Considero evidente que tanto esta nueva concepción de la política europea como la Constitución europea deben reservar nuevos derechos específicos para los ciudadanos europeos. En particular, pienso en el derecho de iniciativa parlamentaria por medio de referéndum y en la integración de las ONGs en el proceso de elaboración de las políticas europeas relacionadas con su ámbito de actuación.

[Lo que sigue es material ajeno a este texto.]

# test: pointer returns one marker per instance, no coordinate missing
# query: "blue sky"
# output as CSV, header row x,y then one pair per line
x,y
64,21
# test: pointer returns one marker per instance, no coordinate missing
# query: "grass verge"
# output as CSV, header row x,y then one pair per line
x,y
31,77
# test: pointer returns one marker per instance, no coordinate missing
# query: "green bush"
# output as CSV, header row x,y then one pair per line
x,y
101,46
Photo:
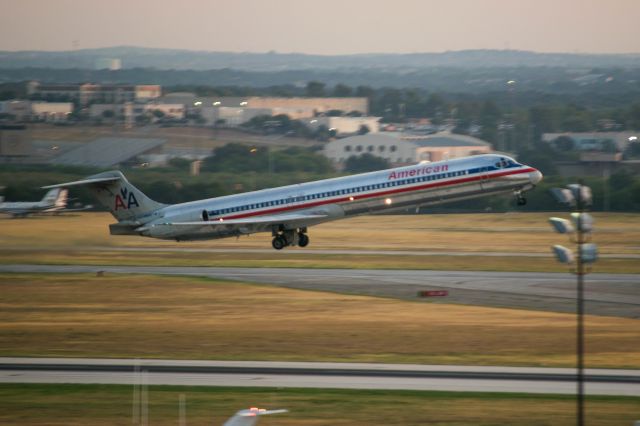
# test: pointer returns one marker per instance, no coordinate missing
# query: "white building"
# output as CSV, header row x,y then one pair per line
x,y
232,116
595,141
346,125
19,110
172,111
398,149
51,111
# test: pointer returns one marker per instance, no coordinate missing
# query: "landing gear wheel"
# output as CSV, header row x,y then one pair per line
x,y
279,243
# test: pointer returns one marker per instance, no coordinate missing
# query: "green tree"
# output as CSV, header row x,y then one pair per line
x,y
342,91
564,143
363,130
315,89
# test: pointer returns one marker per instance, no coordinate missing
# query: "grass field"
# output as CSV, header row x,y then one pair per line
x,y
74,238
197,318
112,405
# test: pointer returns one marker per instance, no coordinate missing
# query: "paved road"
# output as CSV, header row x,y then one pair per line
x,y
313,252
606,294
317,375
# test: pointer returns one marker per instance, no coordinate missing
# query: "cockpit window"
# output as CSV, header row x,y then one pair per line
x,y
502,163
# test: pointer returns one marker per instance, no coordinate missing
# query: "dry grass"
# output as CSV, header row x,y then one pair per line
x,y
291,259
74,239
189,318
111,405
615,233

Debe servir de referencia y ejemplo el modelo de transparencia adoptado por la Convención en la elaboración de la Carta de Derechos fundamentales, proceso para el que se abrió un sitio en Internet, actualizado regularmente, en el que se encontraban, entre otros, todos los documentos utilizados en la elaboración de esta Carta y donde podía seguirse su evolución y los comentarios aportados.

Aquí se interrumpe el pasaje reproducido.